1525 / 1550 (2e quart du XVIe siècle)
INV 752 ; MR 521
Département des Peintures
Actuellement visible au Louvre
Salle 711
Aile Denon, Niveau 1
Inventory number
Numéro principal : INV 752
Autre numéro d'inventaire : MR 521
Artist/maker / School / Artistic centre
Titien (Tiziano Vecellio, dit Tiziano ou) (Pieve di Cadore (Belluno), 1488 ou 1490 - Venise, 1576)
Italie Vénétie Venise dit aussi Italie du Nord Venise, , École de

Description

Object name/Title
Titre : Jupiter et Antiope, dit aussi La Vénus du Pardo
Description/Features

Physical characteristics

Dimensions
Hauteur : 1,96 m ; Largeur : 3,85 m
Materials and techniques
huile sur toile (transposition)

Places and dates

Date
2e quart du XVIe siècle (1525 - 1550)

History

Object history
Provenance :
Probablement envoyé vers 1552 par Titien au prince Philippe d’Espagne (futur Philippe II) ; offert en 1623 par Philippe IV d’Espagne au prince Charles d’Angleterre (futur Charles Ier) ; acquis par le cardinal Mazarin après l’exécution de Charles Ier en 1649 ; acquis en 1661 par Louis XIV ; bien de la collection royale nationalisée en 1793.

Commentaire :
Une œuvre altérée par les restaurations anciennes
Ce tableau dont le sujet précis n’est pas identifiable a été appelé, au moins depuis le XVIIe siècle, la Vénus du Pardo, du nom du palais royal espagnol du Pardo aux environs de Madrid.
Cette toile de grande dimension fit plusieurs voyages à travers l’Europe qui ont pu l’endommager : envoyée à Philippe II en Espagne, elle partit en Angleterre en 1623 puis rejoignit la France en 1653. Elle fut restaurée au moins une première fois en 1688 : des soulèvements de la peinture incitèrent alors à un rentoilage qui fut accompagné d’une intervention sur la couche picturale.
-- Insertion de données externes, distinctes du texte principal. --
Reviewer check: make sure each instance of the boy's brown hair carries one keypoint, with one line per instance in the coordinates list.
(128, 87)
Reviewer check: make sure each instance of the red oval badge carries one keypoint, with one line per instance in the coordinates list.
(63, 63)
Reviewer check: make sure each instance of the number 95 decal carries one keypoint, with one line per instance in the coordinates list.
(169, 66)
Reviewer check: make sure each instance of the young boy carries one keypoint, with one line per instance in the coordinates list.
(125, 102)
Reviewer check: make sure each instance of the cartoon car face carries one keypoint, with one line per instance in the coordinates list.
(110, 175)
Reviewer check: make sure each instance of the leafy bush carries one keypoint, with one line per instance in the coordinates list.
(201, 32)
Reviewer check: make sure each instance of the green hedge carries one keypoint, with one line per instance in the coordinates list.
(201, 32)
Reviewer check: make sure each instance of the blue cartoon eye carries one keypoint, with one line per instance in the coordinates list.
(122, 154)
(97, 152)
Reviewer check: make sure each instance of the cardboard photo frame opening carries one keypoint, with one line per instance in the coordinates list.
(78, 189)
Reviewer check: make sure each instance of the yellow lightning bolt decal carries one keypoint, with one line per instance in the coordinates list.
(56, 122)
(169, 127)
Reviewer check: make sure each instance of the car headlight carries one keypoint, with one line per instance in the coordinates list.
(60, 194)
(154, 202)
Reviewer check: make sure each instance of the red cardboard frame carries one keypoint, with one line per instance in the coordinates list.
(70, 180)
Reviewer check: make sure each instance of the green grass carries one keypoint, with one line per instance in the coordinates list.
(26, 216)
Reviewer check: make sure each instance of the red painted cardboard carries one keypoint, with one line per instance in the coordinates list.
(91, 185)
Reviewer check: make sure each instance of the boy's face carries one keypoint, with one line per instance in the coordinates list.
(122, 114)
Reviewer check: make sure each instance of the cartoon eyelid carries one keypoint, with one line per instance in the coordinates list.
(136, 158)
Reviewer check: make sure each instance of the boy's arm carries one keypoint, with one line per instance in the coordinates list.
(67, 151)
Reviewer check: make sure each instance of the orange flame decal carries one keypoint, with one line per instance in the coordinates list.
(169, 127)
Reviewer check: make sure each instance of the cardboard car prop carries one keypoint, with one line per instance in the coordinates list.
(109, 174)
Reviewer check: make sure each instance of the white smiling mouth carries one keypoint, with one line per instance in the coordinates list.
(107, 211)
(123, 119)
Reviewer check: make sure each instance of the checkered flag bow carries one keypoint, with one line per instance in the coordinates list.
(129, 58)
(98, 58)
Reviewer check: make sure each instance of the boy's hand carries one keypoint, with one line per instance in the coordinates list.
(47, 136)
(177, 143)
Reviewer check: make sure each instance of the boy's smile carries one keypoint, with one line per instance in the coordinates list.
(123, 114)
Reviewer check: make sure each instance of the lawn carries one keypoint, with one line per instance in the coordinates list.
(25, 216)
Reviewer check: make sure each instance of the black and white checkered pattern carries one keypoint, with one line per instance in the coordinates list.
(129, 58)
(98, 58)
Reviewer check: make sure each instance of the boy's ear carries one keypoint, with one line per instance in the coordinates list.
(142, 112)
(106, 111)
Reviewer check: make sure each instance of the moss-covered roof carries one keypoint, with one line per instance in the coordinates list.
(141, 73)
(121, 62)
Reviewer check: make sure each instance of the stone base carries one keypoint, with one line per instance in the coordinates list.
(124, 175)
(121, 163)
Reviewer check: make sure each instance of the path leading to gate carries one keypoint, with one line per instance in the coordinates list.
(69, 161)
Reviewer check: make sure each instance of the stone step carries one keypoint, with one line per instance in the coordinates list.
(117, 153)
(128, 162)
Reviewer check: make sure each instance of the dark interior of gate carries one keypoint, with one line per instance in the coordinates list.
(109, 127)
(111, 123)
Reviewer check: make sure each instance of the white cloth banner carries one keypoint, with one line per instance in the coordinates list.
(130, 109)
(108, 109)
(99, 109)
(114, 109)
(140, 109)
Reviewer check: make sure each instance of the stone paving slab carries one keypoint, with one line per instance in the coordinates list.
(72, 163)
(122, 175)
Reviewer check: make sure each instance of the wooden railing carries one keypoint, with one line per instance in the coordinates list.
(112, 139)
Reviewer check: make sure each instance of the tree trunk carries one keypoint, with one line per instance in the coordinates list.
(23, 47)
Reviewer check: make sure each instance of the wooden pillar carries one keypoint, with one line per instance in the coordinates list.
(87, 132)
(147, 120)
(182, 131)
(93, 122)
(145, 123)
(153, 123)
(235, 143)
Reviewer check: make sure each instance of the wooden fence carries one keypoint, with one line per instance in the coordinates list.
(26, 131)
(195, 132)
L’entreprise ayant été jugée désastreuse, Antoine Coypel, peintre et garde des tableaux du roi, dut reprendre le travail, sans doute entre 1710 et 1722. Mais dès 1750, il fallut procéder à un nouveau rentoilage, sans doute suivi d’une reprise de la couche picturale. Soins presque inutiles car une nouvelle opération fut décidée en 1794 et s’achèva en 1804, peu de temps avant une plus lourde restauration menée entre 1829 et 1831. A cette occasion, on procèda à une transposition de la peinture sur une nouvelle toile, un travail très délicat qui provoque souvent d’importantes pertes de matière originale. Ce changement de support fut également suivi d’une restauration de la couche picturale, dernière grande opération avant la dernière restauration (2010-2015).
Cette documentation sur les anciennes restaurations est très précieuse, mais elle demeure laconique et frustrante car aucun détail n’est donné. Heureusement, nous disposons de nombreuses copies dessinées, gravées et peintes d’après le tableau, tout au long de son existence. L’analyse de ces copies permet de comprendre l’amplitude des dégâts : à chaque intervention, des modifications apportées par Titien ont été retirées, car sans doute considérées comme des repeints ultérieurs. Le récent examen scientifique au laboratoire du Centre de recherche et de restauration des musées de France (C2RMF) et l’étude des copies anciennes a cependant permis de mieux comprendre les états successifs du tableau depuis sa création mais aussi sa genèse.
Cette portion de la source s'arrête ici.